We have an Asterisk server v. 13.10 , it has been installed on the application server LAN, behind DMZ lan. All the incoming traffic is open for WS-Socket and UDP traffic on the following port: 10000-20000 , so a direct nat ip has been assigned to this server with all the incoming traffic open.
We have then clients each of them connected with a dedicated/unique Ip , and they can see asterisk server through a NAT/PAT IP, but the relevant port forwarding listed before is allowed.
Our requirements is to manage conf call, between multiple client that joins to the same rooms.
We have analyzed the traffic between client and server, and the initial connection done from the client to the server is successfully done, while the Audio Streaming through RTSP packets is not audible by the client.

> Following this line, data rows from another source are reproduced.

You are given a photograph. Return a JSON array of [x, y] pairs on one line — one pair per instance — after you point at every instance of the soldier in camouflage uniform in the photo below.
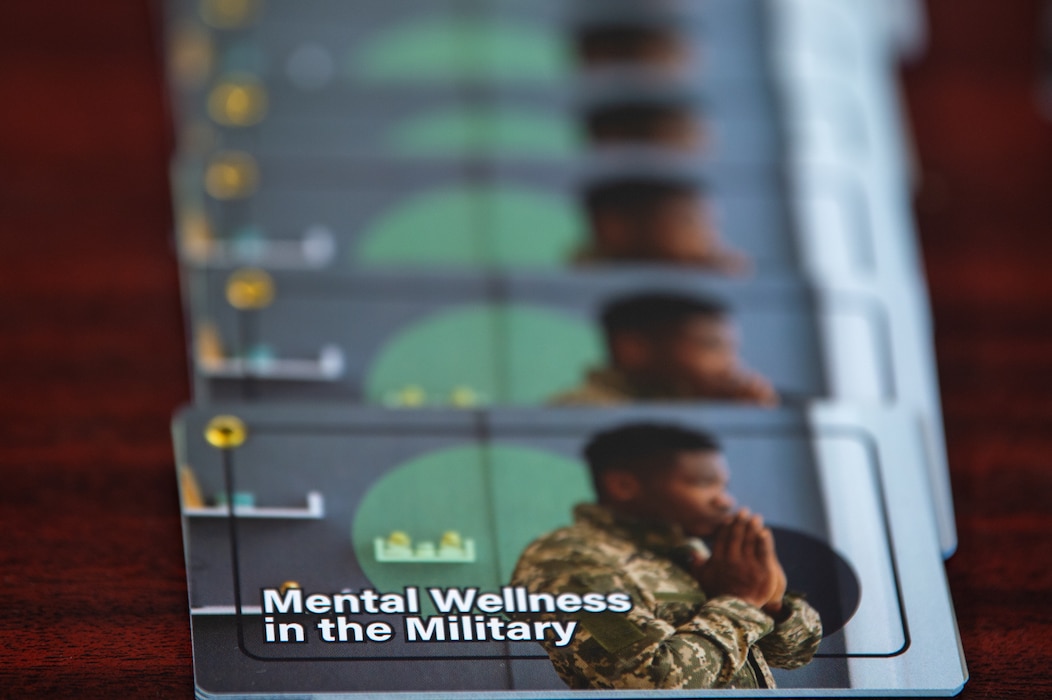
[[700, 618], [669, 347], [654, 220]]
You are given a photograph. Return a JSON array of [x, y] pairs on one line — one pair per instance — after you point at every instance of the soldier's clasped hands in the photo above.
[[744, 564]]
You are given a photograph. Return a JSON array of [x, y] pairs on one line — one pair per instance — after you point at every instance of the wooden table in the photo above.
[[92, 360]]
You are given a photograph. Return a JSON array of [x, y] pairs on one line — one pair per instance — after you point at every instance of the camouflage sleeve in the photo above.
[[640, 650], [794, 639]]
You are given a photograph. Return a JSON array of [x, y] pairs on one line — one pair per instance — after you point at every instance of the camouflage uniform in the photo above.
[[674, 636]]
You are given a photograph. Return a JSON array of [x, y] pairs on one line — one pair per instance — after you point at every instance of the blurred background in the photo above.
[[93, 362]]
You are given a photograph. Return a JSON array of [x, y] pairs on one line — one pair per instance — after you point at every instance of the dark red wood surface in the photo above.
[[92, 363]]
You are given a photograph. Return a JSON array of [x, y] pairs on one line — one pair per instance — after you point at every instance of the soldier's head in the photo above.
[[625, 43], [662, 474], [651, 219], [667, 123], [671, 344]]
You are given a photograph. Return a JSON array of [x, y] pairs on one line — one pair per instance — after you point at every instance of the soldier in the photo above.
[[669, 347], [666, 123], [654, 219], [700, 618], [647, 45]]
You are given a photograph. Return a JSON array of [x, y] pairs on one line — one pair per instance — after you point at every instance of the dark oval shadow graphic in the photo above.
[[815, 570]]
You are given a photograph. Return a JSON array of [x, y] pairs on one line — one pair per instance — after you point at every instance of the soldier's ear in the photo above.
[[611, 231], [621, 486], [630, 351]]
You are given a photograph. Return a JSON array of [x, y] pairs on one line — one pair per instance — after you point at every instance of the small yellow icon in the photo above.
[[196, 236], [249, 287], [238, 101], [451, 539], [191, 55], [225, 432], [231, 175], [464, 397], [228, 14]]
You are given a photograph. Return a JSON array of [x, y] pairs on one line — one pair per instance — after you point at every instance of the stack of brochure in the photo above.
[[552, 346]]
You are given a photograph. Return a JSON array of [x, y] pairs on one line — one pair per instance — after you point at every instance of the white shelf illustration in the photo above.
[[398, 548], [314, 511], [316, 248], [226, 610], [328, 366]]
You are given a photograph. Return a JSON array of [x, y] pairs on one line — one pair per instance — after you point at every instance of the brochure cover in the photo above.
[[558, 553]]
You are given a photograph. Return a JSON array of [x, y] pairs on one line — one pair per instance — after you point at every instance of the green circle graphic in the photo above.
[[466, 48], [502, 497], [484, 355], [485, 225]]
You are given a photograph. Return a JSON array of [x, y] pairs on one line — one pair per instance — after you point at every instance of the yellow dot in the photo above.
[[248, 288], [191, 56], [412, 396], [464, 397], [197, 238], [225, 432], [238, 101], [231, 175], [228, 14]]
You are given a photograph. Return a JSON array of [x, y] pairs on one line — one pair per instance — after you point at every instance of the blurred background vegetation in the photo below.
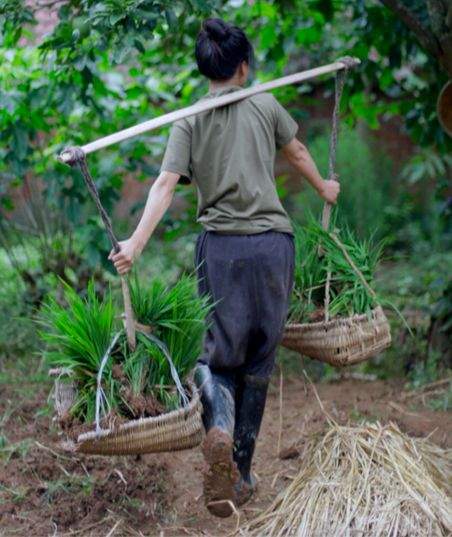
[[72, 71]]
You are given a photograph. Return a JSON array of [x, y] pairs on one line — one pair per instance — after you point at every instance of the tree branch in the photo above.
[[425, 37]]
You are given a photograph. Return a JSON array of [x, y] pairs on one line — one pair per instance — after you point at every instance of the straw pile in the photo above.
[[370, 480]]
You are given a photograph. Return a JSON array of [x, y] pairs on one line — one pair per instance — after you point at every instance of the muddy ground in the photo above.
[[43, 491]]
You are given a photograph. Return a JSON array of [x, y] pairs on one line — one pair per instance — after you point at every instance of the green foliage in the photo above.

Do you have any suggestion about the network configuration that is missing?
Do you know if Asterisk during the audio streaming initiate a connection vs the client? Or simply publish the audio streaming of the call on a dedicated port and then it is responsability of the client to connect on the relevant port?
We cannot fully understand the way of works of Asterisk server, any information or support would be very appreciated.
This isn’t the really Asterisk works but the way WebRTC itself works. I highly suggest you learn about WebRTC in greater detail if you are doing an actual deployment, as issues like this can and do occur. WebRTC is not something you can just have work all the time as there are too many conditions in play as you’ve seen.
As for how it works all the audio traffic is done using UDP, there is no connection. It starts out negotiating ICE which sends packets between each side on all of their IP addresses to find a path to communicate. If they can’t find a path then you get no media. The candidate lines in the SDP are all of the addresses that the client can accept packets on.
If Asterisk does not present a public IP address as a candidate then the chances of finding a path are lessened.
No, the media path for WebRTC is negotiated using ICE like I mentioned. You can’t force it. Asterisk will switch if ICE negotiation completes to a path that works.
Yes, or STUN. The more routable IP addresses that exist as candidates the better chances of having it work. If it doesn’t work then you have to look at the ICE negotiation - where traffic is going - to better understand why it is failing.
i’m again here Yesterday, we installed an our stun server on the asterisk machine. But when client try to communicate with it, we received this error
received on A1:P1
Got a request (len=60) from 172.18.41.236:65097
Received stun message: 60 bytes
Unknown attribute: 32815
claims attribute is larger than size of message (attribute type=0)
Request did not parse
Failed to parse message
Hello jcolp,
i’m entering the thread, since we are trying to address the issue together.
What do you mean by “it could be a different version of STUN”? actually we installed only ONE stun server where the applications connect. Do you mean there is an expected version to be used?
There are two STUN versions defined. If a client tries to speak the newer version and your STUN server only speaks the old one… it could cause the error that you are seeing. As I have no experience with either the STUN server you’re using or the client you’re using that’s merely a guess based on the log information you have provided.
Hello jcolp,
thanks for the observation. It was very useful. In fact we solved by installing a new STUN server on the same asterisk machine and starting it with the following command: ./stunserver --primaryinterface machine-ip-address --primaryport the-configured-port
This allowed our ICE client (invoked through the web browser) to properly contact the STUN and the communication was perfectly addressed.
Now the problem is related to the network configuration that we cannot change.
Do you see a way to allow the VOIP communication using TCP protocol? I know the audio quality could be low.
how can we do it? googling it seems that RTP is only over UDP.